The declaration proves that any dihedral angle θ defined by arccos of a cosine in [-1,1] satisfies θ ≤ π. Researchers formalizing Regge calculus on simplicial complexes cite it to confirm the classical range before handling deficits. The proof is a one-line term application of the standard arccos upper bound lemma to the cosine field.

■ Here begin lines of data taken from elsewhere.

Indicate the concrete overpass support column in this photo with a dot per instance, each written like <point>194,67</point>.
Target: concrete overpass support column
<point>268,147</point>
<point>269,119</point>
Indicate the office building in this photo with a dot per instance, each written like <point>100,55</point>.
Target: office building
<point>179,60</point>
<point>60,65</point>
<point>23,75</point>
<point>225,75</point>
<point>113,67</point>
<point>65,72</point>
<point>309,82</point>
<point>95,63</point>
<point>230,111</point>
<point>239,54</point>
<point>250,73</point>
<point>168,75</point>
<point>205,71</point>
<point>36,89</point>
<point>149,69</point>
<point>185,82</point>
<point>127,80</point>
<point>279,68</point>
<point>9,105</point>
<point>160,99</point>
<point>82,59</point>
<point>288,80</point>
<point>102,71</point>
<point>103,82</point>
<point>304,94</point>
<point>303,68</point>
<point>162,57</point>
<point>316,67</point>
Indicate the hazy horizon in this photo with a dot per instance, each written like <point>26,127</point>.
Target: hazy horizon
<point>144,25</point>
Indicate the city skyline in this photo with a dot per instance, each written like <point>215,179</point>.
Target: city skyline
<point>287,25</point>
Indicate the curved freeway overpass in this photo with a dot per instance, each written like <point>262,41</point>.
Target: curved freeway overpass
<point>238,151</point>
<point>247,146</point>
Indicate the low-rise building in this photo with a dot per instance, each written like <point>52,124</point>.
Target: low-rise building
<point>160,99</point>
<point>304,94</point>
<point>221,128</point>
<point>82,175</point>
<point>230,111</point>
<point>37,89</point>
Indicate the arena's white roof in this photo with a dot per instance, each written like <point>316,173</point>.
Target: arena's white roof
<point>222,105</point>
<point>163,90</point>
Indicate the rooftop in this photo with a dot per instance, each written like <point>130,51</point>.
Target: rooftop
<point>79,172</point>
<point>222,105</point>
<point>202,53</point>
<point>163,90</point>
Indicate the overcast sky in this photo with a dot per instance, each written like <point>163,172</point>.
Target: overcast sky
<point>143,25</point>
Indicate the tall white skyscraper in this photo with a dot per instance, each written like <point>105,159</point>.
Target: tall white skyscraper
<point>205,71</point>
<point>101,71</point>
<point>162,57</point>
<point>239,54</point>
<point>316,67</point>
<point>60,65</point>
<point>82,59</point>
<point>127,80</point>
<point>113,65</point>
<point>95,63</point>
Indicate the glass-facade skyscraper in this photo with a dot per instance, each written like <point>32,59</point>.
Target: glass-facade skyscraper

Claim. Let $d$ be a structure carrying a real number $c$ with $-1 ≤ c ≤ 1$. Define $θ = arccos(c)$. Then $θ ≤ π$.

background

This module sets up dihedral angles at edges of simplices from Cayley-Menger data as Phase C2 toward discharging the Regge deficit linearization hypothesis. DihedralAngleData is a structure holding a cosine value in [-1,1] together with the definition θ := arccos(cosine). The module proves the range [0,π] unconditionally, matching classical geometry for tetrahedra and cubes. Upstream, an identical structure appears in Gravity.ReggeCalculus where the regular tetrahedron case gives θ = arccos(1/3).

proof idea

The proof is a one-line term wrapper that applies the library lemma Real.arccos_le_pi directly to the cosine component of the input DihedralAngleData.

why it matters

It supplies the upper bound half of the range fact consumed by dihedralAngleCert, which certifies cube right angles, regular tetrahedron placement in (0,π), and zero deficit on cubic lattices. The result fills the basic range requirement stated in the module doc for Phase C2 before Schläfli identities in Phase C3. It supports the eight-tick octave and D=3 geometry landmarks by ensuring dihedral angles remain in the physically admissible interval.